The door opened with a hiss like a beast breathing in. Light leaked into the dark, stabbing at my eyes. A smirk crawled onto my face as I just stared through it, past the guards, past the corridor.
“Let’s go, McCabe.” My legs moved, heavy and stiff like they forgot what walking felt like.
My wrists burned where the cuffs dug into my skin.
The guards yanked me forward, back down the corridor.
No one spoke on the walk back. The guards watching my every move.

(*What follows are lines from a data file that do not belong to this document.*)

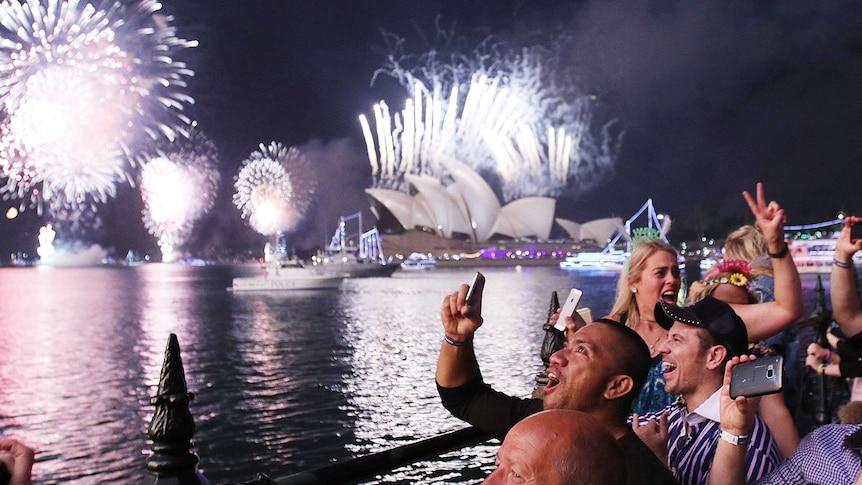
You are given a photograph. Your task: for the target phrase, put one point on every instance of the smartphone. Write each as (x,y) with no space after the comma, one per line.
(757,377)
(473,294)
(569,308)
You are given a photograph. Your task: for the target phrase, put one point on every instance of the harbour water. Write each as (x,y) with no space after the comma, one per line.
(283,382)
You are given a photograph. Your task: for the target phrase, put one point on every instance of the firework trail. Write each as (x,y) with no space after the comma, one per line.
(502,113)
(178,186)
(81,85)
(274,188)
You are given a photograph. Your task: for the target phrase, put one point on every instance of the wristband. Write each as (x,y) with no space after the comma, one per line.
(457,343)
(735,440)
(780,254)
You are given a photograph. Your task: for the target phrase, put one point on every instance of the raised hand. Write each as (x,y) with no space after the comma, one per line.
(770,218)
(459,320)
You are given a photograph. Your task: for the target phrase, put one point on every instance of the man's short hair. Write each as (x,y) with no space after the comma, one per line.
(632,356)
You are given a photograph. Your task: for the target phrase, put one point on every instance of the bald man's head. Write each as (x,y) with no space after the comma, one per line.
(559,447)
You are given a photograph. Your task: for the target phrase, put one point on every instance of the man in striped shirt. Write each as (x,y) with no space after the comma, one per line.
(701,339)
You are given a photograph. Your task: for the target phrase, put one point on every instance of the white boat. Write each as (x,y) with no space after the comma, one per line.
(812,246)
(287,275)
(349,265)
(419,262)
(815,255)
(343,258)
(614,260)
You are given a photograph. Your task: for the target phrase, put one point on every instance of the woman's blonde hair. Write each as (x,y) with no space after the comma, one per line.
(626,301)
(747,243)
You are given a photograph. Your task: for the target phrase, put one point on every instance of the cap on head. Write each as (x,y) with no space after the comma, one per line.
(711,314)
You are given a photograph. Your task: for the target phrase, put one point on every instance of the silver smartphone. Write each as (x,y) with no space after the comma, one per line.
(569,308)
(473,294)
(757,377)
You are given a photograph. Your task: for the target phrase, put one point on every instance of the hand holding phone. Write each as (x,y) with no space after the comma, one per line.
(757,377)
(569,308)
(474,293)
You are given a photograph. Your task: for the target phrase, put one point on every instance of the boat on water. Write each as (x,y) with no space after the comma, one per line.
(812,246)
(284,275)
(612,258)
(342,258)
(419,262)
(350,265)
(816,255)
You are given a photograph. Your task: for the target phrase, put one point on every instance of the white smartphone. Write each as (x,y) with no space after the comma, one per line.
(586,314)
(475,289)
(569,308)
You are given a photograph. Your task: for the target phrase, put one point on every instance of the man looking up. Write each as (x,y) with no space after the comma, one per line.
(599,373)
(559,447)
(701,339)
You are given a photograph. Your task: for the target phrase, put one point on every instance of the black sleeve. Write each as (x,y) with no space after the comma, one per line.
(488,410)
(851,363)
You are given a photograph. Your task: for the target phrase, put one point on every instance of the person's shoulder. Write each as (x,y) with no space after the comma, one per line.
(641,463)
(832,432)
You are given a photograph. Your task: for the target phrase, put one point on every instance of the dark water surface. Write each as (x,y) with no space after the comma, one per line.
(282,382)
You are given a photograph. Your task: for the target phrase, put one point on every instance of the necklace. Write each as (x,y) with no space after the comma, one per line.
(652,347)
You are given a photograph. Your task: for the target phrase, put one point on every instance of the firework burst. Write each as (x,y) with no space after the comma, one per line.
(508,113)
(81,85)
(274,188)
(178,187)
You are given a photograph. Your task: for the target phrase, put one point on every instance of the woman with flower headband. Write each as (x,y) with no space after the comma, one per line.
(652,274)
(730,281)
(747,243)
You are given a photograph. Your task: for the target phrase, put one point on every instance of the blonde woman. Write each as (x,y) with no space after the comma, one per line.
(652,274)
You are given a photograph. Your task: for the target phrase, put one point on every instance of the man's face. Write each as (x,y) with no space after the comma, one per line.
(578,374)
(525,457)
(684,355)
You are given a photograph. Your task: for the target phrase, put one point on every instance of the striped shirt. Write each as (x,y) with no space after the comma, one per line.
(827,456)
(693,438)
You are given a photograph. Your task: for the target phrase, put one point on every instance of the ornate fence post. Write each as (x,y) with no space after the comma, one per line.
(553,341)
(172,426)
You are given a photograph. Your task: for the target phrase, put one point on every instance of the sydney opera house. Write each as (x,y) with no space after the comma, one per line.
(467,215)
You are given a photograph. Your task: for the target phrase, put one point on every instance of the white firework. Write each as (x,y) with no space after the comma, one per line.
(178,187)
(274,188)
(503,114)
(81,84)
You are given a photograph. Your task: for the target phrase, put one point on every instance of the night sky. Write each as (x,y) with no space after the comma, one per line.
(712,96)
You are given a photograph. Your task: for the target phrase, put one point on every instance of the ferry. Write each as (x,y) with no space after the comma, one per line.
(816,255)
(342,258)
(419,262)
(284,275)
(812,246)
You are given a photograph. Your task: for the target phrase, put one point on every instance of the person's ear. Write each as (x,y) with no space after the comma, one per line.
(716,357)
(618,386)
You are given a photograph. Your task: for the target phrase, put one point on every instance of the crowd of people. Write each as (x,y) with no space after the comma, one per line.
(655,373)
(642,395)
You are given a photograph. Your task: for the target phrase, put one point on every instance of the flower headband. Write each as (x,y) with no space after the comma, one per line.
(738,270)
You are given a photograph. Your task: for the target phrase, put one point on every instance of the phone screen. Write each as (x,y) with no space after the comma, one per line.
(569,307)
(473,294)
(757,377)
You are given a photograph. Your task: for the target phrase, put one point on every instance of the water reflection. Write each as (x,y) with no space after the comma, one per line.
(282,382)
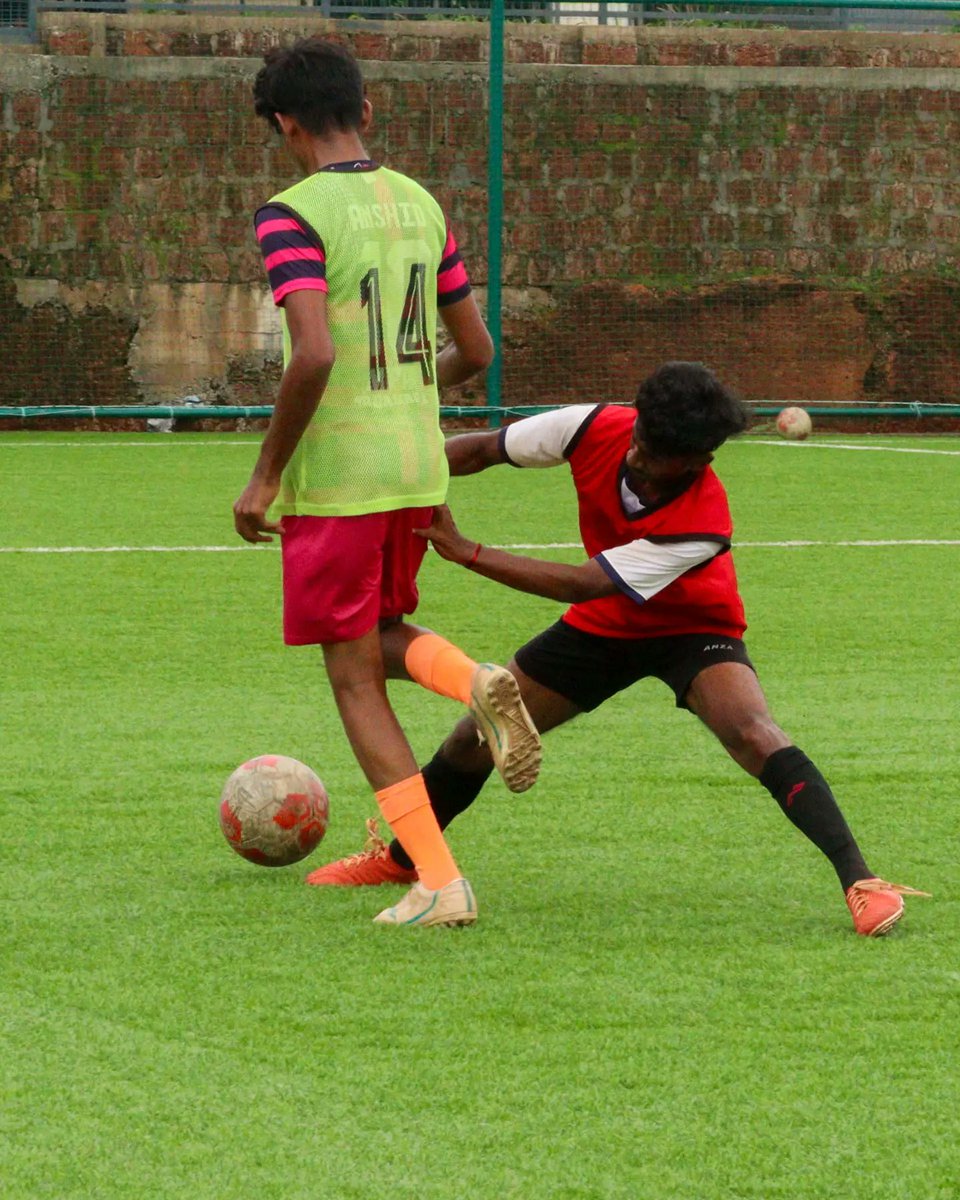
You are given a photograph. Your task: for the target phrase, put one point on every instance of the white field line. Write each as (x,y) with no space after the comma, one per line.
(118,445)
(160,441)
(516,545)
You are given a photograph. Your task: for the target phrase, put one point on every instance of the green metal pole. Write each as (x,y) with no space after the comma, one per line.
(495,209)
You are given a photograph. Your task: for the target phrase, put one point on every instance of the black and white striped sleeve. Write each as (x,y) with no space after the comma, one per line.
(545,439)
(642,568)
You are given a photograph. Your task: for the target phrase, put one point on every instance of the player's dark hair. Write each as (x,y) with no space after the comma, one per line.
(313,81)
(683,408)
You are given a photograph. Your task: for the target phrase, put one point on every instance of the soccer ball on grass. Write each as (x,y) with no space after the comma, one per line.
(274,810)
(793,424)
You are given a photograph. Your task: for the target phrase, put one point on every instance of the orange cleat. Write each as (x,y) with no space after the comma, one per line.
(369,869)
(876,906)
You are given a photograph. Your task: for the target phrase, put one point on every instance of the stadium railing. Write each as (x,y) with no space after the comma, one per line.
(496,12)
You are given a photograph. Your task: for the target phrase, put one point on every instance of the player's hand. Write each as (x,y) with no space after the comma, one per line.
(250,511)
(447,539)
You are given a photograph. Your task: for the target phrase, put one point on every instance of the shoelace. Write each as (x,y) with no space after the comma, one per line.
(375,846)
(861,887)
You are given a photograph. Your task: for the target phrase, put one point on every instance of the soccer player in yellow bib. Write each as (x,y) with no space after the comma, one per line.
(361,262)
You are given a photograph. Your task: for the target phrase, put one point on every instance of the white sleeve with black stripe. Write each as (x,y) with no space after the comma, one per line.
(541,441)
(642,568)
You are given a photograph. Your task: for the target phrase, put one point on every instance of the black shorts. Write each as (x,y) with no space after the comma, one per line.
(587,669)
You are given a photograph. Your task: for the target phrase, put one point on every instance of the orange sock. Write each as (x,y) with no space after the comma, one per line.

Not like they used to. Not like a kid who might mouth off or swing if pushed too far.
Now they watched me like a threat, unsure if I should’ve been let out at all.
I didn’t say a word on the walk back to my cell.
Other lads stopped in their tracks as the guards led me through the cell block.
Solitary had changed me. It had stripped the softness that was left, the thin, fraying thread between me and the things I used to care about.
It took the last of that and left something else in its wake.
My revenge had grown teeth in the silence, and it was hungry.
They dropped me back in my cell, the bunk opposite still vacant after Malik’s release. I guess they held off giving me another cellmate. But I welcomed it. Let them enter the ring. Let’s see who’s left standing at the end of it all.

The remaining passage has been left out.